The multi-million dollar corporations attached to the song — movie studio Dreamworks which has produced Trolls, the movie that features Timberlake's song, and RCA, the artist's record label — are surely delighted with Rinder's unpaid, amateur efforts. The song is getting plenty of airplay on radio, but thanks to Rinder and the power of social media, it's now making its way to an even broader demographic.
"I've had people tell me that they'd never heard the song, and they never would've heard the song if it hadn't been for our video," Rinder told CBC News in a telephone interview.
It pays to go viral
No wonder marketers are in fevered pursuit of social media shares. If material is entertaining or interesting enough, people will share it with their personal networks on Facebook, Twitter and Instagram. That multiplier effect means a product or brand gets additional attention, with zero additional expense for the advertiser.
"There's a lot of what you might call volunteer advertising," says Matthew Johnson, education director for MediaSmarts, which bills itself as Canada's centre for digital and media literacy. The Ottawa agency promotes a curriculum for students from kindergarten to Grade 8.
"One of the trends we've seen is that marketers are putting more effort into getting consumers to spread their message," Johnson notes.
Case in point: when Drake released his new record Views From The Six, fans quickly discovered they could download some of the album artwork and use it into their own photos.

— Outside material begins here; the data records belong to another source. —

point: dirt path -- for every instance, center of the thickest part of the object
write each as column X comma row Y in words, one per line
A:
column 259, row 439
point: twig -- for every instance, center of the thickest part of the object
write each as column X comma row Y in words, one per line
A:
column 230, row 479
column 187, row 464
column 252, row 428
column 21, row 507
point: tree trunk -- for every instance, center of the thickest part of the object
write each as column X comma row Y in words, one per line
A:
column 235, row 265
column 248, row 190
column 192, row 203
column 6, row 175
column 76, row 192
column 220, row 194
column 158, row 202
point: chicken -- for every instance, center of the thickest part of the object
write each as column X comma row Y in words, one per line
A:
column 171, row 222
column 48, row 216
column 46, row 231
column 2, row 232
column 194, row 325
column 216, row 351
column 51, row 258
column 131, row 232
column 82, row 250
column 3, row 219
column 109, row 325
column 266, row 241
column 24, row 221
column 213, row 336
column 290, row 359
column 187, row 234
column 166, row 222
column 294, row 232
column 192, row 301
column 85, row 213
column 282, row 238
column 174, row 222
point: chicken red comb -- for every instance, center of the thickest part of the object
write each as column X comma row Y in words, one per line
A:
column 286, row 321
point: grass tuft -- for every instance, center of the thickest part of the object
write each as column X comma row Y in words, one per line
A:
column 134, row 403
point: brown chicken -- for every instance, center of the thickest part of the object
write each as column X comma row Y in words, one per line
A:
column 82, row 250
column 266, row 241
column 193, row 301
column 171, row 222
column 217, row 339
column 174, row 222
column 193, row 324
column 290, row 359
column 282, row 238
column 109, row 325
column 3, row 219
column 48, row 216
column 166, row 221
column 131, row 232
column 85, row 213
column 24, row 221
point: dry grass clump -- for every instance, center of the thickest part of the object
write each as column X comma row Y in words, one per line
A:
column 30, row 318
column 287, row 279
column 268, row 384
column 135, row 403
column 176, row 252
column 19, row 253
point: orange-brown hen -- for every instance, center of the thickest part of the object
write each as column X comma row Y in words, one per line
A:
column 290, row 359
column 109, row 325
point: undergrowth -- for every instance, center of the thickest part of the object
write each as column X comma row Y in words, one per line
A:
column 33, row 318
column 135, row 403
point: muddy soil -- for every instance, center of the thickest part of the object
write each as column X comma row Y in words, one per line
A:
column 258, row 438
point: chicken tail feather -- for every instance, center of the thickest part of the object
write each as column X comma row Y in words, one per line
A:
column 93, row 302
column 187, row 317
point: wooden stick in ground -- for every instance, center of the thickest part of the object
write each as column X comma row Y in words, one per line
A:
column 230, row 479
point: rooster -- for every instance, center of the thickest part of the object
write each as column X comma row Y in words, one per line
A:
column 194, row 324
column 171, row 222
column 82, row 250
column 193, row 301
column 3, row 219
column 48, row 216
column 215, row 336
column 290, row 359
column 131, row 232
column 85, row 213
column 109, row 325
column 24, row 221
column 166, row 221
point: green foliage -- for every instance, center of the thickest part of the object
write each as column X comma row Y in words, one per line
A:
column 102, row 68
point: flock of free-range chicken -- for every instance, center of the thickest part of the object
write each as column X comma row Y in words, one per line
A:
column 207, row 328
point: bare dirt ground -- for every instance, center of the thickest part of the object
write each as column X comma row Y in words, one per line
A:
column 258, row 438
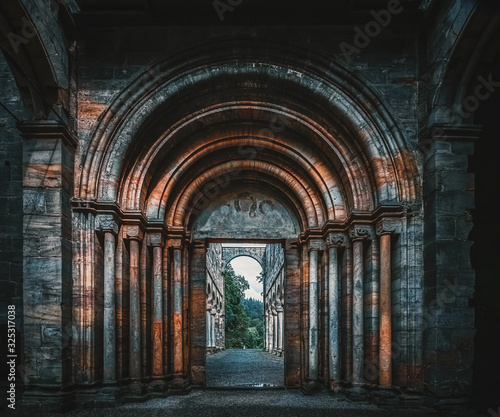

Just as Drake had been Photoshopped atop the CN Tower for the record cover, consumers could Photoshop him into their own photos.
The Toronto rapper has been perched on people's shoulders, and creatively placed into shots of Darth Vader, Bernie Sanders and others.
Those results have been shared widely on social media.
"This is the new holy grail of marketing," says Tony Chapman, a marketing consultant and founder of Capital C, a Toronto marketing firm that attracted huge attention for its viral videos, before being bought by the MDC Partners agency. "You want the content you produce to be like a dandelion seed. You hope the consumer grabs hold of it and spreads it, and it starts to grow everywhere."
Chapman says that once upon a time, marketers were happy if consumers simply watched a commercial message. Nowadays effort is put into trying to create something people will watch and then post on social media. But the ultimate triumph is when consumers actually bring their own creativity to the product and interact with the brand.
It's not easy to achieve, however. "I've done viral campaigns that I thought were going to be huge," Chapman admits. "Then the video got 90 views, and 75 were from within our own agency."
When a video hits, clients are thrilled. "They get tens of millions of views and no one has to write a media cheque for it."
Snapchat, the photo application that's wildly popular with teens and millennials, has launched a tool that encourages social media users to connect with brands. Users have been playing with filters that allow them to swap faces with a friend or pet, or distort their appearance in an amusing way.
Now the app has introduced sponsored filters. If a user is at McDonalds, they can access a customized "geo-filter" that will add the company logo and other special effects to the Snapchat photo. Movie studios and other consumer product companies are also paying Snapchat to create filters for them.
Why do consumers play along with spreading corporate content? Johnson says often people are hoping they'll be given freebies from the company. Others are just happy to get attention.
"When you post stuff on Instagram and the brand retweets it, that's a very powerful multiplier," he says. "And if it's a brand that's popular, that gives you a lot of social credit."
But Johnson cautions that the line between advertising and real, non-sponsored content has become very blurry. Users don't often question the source of shareable material.
"Marketers are definitely taking advantage of those blurred lines," he says. "They know we're likely to engage more uncritically with advertising if we don't know we're being advertised to."
As for Rinder, he doesn't mind one bit that big companies are benefiting from his video. His wife does, though.
"She figures if the whole world has seen our living room, it would be nice to get something out of it."